По пути в Карлтон-клуб они останавливаются у Жерара, Гарри покупает огромный букет пармских фиалок и кладет их на колени Розабел.
— Какая прелесть, — говорит она, прижимая фиалки к лицу.
— Я хотел бы видеть вас всегда такой, — говорит Гарри, — с фиалками в руках.
(Розабел почувствовала, что колени у нее затекли; она села на пол и прислонилась головой к стене.)
А какой завтрак! Стол уставлен цветами, тихо играет спрятанный за пальмами оркестр, и музыка возбуждает ее, как вино.
Суп, устрицы, жареные голуби, картофель со сливками, конечно шампанское, а потом кофе и сигареты. Она сидит, наклонившись вперед, вертит в руке бокал и болтает с той обворожительной непринужденностью, которую так любит Гарри. Затем дневной концерт — что-нибудь такое, что захватывает их обоих, — а потом чай в «Коттедже».
Сахару? Молока? Сливок? — маленькие, простые вопросы как бы подчеркивают радостную близость между ними.
В сумерках она возвращается к себе; кажется, будто аромат пармских фиалок заливает благоуханием весь дом.
— Я заеду за вами в девять, — говорит он и уходит.

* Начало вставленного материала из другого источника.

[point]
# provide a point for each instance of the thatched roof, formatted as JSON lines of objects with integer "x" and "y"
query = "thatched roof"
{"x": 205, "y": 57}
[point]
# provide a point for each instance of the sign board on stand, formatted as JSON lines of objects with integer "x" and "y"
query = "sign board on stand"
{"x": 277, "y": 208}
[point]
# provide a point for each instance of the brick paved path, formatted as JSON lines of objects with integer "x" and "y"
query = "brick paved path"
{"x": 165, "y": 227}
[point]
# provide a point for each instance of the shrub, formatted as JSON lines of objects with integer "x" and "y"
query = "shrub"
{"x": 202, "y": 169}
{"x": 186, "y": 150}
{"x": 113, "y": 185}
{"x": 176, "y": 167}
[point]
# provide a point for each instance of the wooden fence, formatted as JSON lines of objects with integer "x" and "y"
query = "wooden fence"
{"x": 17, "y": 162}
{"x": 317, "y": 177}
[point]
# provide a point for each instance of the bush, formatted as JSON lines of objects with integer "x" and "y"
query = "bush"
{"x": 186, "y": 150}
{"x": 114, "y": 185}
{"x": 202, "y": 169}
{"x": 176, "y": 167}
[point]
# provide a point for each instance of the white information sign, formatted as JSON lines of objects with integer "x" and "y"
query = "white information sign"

В будуаре горит камин, занавеси опущены, ее ждет целая груда писем: приглашения в оперу, на обеды, балы, приглашение совершить в конце недели лодочную прогулку, автомобильное турне. Она равнодушно пробегает их глазами и идет наверх одеваться. В спальне тоже пылает камин, а на кровати разостлано роскошное сверкающее платье — белый тюль поверх серебристого чехла, — серебристый шарф, серебряные туфельки и крошечный серебряный веер. Розабел знает, что она привлекательней всех женщин на этом балу, все мужчины отдают дань ее красоте, чужеземный принц жаждет быть представленным этому английскому чуду. И вот — сладострастная ночь, музыка и ее прекрасные белые плечи.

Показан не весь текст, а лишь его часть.